Dec
18
The $1 Trillion Seen and Unseen, from Greg Rehmke
December 18, 2014 |
A recent Financial Times headline focuses on a threat: "Oil price fall threatens $1tn of projects."
A bigger threat though would be to invest $1 trillion on oil development projects when oil is available from less exotic and expensive sources.
Frederick Bastiat's essay "What is Seen and What is Not Seen" explains why it is misleading to look only at the scene under the media spotlight.
Oil firms putting on hold $1 trillion in oil projects leaves that capital available for other uses. We can't know what investors and firms worldwide will do with that saved trillion dollars. But falling oil prices signal then that it's time to widen the search. A extra $1 trillion spent on roads and railways in the U.S., Asia, and Africa, for example, might bring higher returns.
In could be the oil drop is temporary and prices will soon bounce back. And investors are reasonably concerned the unexpectedly steep fall reflects global demand driving off a cliff. Still, it's good every so often to look on the bright side of life. Apart from the savings to consumers now with more to save or spend on other goods and services, investors now have more to invest in other sectors with other profit opportunities and human well-being potentials.
Newspapers and pundits complain that lower oil prices hurt Nigeria, Russia, Venezuela, and Middle East countries. That's misleading. Maybe Swiss banks will take a hit, with billions of dollars less flowing in from siphoned oil-revenues. But the people of Nigeria, Venezuela and Russia suffer BECAUSE long years of high oil prices enabled their governments to get drunk on oil money and further distort and disrupt their economies.

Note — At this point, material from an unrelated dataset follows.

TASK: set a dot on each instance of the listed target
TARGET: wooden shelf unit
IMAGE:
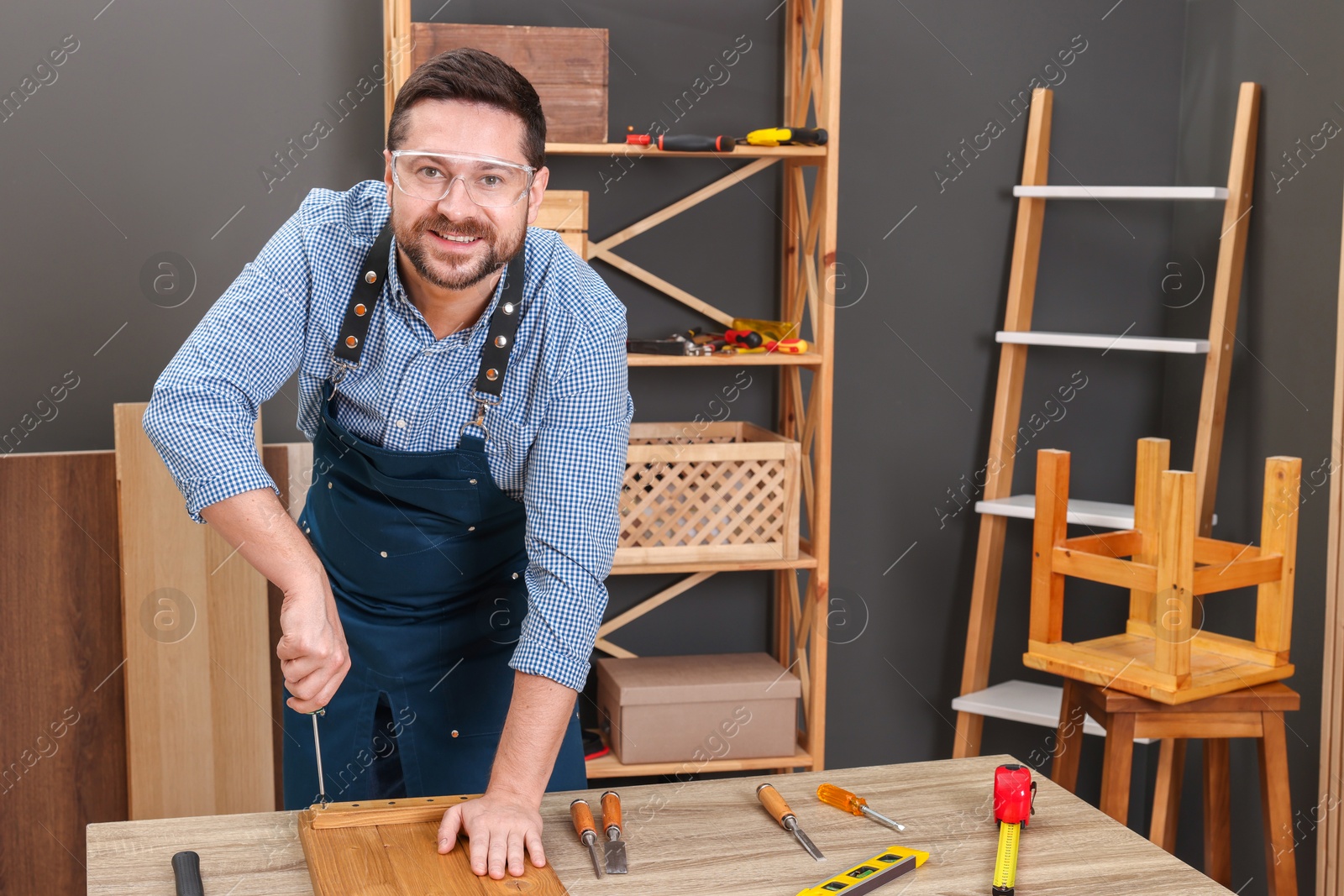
(806, 297)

Lower oil prices also pulls the rug out from under hundreds of green energy projects. Expensive wind and solar projects in the U.S. and Europe have diverted research, engineering, and manufacturing talent away from higher-valued uses and have raised energy costs for companies and customers, especially in Spain, Germany, and the U.K. Maybe far lower oil prices will help Europeans and Americans see the light on weaknesses with today's subsidized and regulated alternative energy sectors.
Another Financial Times story "The Big Drop: Cheap oil burns green" takes a glass half-empty look at these issues.
Again though, today's "green energy" projects are what is seen. What is unseen, and unseeable, are what the world would have developed had those same research and development man-hours and dollars been market-directed rather than politician and green special-interest directed.
Solar, wind, and other alternative energy sources offer a bright, clean, and wonderful future. But market forces will bring these technologies on-stream when inventors, innovators, and entrepreneurs have solved the various cost and development puzzles in their own unexpected ways.
For today, consumers are the majority winners from lower energy prices. Concentrated groups of energy producers, investors, and green-energy projectors benefit from higher energy prices. Media naturally focuses on the concentrated producers hurt by falling energy prices.
Bad news sells newspapers and draws page-views. Stories hinting at it-might-get-much-worse scenarios sell even more papers and page views.
Unseen though are the billions of stories worldwide of everyday people saving at the gas pump, and thereby gaining a little more control of their earnings and lives.